Slugs & Snails - In almost every garden you will find these slow-moving, slimy creatures and whilst they seem harmless, it turns out that for dogs it is extremely important to keep the two away from each other. Unfortunately, they carry a fatal disease called Lungworm, which comes from eating slugs and snails, as they carry the parasite. To avoid your dog catching this, you should make sure you keep your dog up to date with worming treatments.

Plastic Easter Grass - An alternative to natural grass which can deceive the pet’s eye, if any animal or pet ingests this it won’t poison them, but can lead to intestinal blockage just like if they ate other plastic items such as toys or bones. Instead of using plastic grass, substitute it for tissue paper and make sure to see a ve​​t if they have ingested anything plastic.

  1. Food & Drink:

Chocolate - Easter is known for its chocolate treats and sweet desserts but there is a stimulant called theobromine which works similarly to caffeine that is poisonous to dogs. The best thing is to keep easter eggs out of reach and make sure to supervise when the rich treat is being indulged.

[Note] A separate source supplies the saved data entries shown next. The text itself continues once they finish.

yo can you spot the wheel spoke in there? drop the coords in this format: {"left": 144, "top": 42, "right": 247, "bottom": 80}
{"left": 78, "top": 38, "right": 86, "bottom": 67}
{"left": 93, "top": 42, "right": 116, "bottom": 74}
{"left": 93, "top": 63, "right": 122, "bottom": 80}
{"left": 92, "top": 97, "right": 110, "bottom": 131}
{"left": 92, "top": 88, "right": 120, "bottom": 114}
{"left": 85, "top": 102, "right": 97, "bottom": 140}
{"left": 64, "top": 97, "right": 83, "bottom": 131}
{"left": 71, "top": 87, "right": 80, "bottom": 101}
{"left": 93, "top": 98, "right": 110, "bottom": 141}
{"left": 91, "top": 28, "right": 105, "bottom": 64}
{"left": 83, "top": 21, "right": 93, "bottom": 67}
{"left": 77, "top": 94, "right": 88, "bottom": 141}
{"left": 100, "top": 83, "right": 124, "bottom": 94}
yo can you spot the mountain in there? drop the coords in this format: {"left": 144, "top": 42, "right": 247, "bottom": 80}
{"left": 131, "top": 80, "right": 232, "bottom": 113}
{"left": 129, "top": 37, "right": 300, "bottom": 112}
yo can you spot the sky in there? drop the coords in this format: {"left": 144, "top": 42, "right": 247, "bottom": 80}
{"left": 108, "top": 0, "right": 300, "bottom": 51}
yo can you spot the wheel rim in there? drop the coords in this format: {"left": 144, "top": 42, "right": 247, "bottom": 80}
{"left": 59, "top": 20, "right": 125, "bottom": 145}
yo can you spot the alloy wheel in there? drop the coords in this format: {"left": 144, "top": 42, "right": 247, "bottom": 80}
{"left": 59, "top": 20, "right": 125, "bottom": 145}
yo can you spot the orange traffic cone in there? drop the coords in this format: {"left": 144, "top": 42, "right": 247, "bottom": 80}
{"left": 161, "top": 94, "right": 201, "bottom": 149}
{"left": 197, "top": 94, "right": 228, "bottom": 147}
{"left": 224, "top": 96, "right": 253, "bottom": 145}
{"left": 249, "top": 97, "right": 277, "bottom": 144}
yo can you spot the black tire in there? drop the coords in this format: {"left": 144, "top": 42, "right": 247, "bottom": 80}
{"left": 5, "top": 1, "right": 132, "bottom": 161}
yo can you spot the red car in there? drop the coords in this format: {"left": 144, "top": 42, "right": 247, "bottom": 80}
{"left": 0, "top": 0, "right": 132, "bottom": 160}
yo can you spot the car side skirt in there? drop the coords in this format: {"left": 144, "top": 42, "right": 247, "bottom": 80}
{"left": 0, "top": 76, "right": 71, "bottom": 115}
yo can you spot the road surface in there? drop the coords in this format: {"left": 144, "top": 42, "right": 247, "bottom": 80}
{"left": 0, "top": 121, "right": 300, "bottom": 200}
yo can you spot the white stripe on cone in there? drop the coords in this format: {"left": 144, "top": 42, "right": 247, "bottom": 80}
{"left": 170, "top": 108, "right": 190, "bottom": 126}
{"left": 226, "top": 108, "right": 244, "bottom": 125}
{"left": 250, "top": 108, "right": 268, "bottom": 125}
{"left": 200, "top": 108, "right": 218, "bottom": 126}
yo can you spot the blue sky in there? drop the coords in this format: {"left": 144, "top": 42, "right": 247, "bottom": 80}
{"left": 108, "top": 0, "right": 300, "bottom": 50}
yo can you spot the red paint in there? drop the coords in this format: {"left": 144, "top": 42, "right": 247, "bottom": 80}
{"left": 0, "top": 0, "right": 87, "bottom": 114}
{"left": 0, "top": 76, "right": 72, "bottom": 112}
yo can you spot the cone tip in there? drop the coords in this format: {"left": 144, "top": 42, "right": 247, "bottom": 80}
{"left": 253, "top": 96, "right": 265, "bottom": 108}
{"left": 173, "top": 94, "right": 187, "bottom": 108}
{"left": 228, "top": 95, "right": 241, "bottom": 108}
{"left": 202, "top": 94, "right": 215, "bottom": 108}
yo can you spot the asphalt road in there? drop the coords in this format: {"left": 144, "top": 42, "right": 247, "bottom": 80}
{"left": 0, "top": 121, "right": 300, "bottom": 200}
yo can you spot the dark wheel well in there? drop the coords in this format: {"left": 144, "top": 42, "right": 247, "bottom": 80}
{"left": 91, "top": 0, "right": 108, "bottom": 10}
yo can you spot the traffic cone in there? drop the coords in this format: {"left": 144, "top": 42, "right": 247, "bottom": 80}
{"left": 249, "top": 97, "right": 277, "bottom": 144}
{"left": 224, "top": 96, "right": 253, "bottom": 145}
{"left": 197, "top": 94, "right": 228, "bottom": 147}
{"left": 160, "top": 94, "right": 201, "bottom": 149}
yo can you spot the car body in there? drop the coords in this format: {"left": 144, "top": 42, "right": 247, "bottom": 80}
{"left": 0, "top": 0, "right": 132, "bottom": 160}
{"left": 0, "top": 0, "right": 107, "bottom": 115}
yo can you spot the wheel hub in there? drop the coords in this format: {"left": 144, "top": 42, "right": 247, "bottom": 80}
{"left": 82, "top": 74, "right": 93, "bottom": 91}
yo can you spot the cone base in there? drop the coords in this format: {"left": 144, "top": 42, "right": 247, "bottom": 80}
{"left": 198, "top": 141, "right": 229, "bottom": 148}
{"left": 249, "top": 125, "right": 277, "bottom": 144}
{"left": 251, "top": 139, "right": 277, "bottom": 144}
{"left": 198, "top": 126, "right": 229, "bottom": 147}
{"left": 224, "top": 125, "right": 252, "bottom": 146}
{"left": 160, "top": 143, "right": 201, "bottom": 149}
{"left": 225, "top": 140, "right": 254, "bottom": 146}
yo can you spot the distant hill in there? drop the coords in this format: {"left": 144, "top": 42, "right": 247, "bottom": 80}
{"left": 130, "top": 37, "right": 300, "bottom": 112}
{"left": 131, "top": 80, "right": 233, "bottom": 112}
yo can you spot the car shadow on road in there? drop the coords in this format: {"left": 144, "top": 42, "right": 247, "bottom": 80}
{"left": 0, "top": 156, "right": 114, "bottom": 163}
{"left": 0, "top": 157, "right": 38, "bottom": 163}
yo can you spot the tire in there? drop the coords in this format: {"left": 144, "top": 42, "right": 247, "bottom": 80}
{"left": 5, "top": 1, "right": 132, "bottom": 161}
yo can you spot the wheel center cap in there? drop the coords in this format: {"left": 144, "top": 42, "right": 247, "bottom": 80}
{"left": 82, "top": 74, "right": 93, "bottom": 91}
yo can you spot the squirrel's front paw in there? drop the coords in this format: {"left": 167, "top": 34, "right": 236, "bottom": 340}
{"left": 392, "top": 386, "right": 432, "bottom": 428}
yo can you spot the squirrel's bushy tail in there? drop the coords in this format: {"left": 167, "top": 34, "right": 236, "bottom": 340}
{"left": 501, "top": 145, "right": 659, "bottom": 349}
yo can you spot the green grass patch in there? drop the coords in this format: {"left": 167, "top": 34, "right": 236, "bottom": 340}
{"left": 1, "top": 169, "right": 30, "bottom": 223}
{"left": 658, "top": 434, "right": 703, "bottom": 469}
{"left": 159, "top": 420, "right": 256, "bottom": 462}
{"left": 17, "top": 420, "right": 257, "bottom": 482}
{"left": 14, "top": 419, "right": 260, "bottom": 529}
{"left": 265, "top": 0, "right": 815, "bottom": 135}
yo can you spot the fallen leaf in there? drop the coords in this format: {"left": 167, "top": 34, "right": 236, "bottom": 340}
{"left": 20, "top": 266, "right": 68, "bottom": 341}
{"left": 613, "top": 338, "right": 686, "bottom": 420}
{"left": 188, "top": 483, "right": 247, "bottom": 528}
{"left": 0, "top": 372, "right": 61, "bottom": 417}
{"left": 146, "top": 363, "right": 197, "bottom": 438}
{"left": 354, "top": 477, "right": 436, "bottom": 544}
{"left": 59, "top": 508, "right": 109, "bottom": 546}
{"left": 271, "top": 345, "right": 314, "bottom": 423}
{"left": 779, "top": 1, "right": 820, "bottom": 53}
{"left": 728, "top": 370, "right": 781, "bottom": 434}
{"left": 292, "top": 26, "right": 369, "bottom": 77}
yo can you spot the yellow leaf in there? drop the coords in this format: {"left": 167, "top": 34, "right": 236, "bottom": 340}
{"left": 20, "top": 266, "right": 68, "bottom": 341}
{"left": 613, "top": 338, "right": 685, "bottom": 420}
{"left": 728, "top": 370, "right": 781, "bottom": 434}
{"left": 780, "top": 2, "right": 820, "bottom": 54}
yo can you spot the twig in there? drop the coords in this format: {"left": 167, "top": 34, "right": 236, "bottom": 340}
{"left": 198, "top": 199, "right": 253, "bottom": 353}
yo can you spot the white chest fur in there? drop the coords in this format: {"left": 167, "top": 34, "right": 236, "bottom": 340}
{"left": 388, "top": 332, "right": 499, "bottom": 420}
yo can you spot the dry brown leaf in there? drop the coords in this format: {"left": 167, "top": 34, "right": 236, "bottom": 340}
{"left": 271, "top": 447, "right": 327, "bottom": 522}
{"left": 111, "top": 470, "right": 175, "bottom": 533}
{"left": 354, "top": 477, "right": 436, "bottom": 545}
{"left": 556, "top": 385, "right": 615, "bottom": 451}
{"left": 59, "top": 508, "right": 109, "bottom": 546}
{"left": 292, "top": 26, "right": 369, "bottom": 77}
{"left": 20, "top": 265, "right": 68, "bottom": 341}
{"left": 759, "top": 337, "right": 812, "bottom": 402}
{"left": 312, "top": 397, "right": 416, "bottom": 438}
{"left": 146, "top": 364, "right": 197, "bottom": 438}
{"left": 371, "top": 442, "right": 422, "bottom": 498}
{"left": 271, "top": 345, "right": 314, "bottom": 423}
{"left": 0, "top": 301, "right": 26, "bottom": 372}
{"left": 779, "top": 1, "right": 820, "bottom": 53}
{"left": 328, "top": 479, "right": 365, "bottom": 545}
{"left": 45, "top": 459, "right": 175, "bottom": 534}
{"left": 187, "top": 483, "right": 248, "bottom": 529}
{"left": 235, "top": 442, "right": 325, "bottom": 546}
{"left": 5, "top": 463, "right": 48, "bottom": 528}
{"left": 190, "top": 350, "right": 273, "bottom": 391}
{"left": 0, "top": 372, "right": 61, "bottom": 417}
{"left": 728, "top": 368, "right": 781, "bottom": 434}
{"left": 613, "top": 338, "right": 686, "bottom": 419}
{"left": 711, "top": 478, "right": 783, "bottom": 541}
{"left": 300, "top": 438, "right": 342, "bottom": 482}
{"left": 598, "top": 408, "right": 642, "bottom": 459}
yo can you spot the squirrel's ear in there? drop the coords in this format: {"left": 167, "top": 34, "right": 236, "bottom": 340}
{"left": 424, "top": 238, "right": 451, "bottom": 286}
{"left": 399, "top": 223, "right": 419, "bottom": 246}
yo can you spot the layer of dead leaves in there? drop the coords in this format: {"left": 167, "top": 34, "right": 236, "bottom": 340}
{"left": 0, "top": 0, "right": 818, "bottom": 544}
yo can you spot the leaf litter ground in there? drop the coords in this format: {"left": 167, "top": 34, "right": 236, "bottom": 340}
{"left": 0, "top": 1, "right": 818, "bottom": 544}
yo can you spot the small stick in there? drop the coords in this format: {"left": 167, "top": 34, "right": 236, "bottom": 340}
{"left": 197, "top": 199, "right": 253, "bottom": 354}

Hot Cross Buns - A famous baked good, hot cross buns contain grapes, raisins, currants, and sultanas which are toxic to dogs and could be a choking hazard. The best way to stop dogs from getting these is by disposing of leftovers correctly.

Spring Onions - Typically a topping or meal enhancer, this vegetable can cause stomach irritation and red blood cell damage leading to anaemia but in general, all types of onions can have a negative impact on our pooches so it is best to get rid of any leftovers carefully.

Wendy Andrew (‘The Pet Loss Lady’), Founder of  The Scottish Bereavement Counselling Service commented on how certain objects and foods can have a negative effect on dogs.

“As an experienced caregiver, it is best to walk dogs in rural locations for safety reasons, the risk of toxicity is lower this way. Any dogs I have concerns about when taking them out, I insist they wear a muzzle for their own protection. It is a simple and potentially life-saving solution. Professional walkers need to have an awareness of the harms of wildlife which includes flowers, plants and insects. Especially native species such as giant hogweed, hemlock and horse chestnut when out - these are often forgotten.”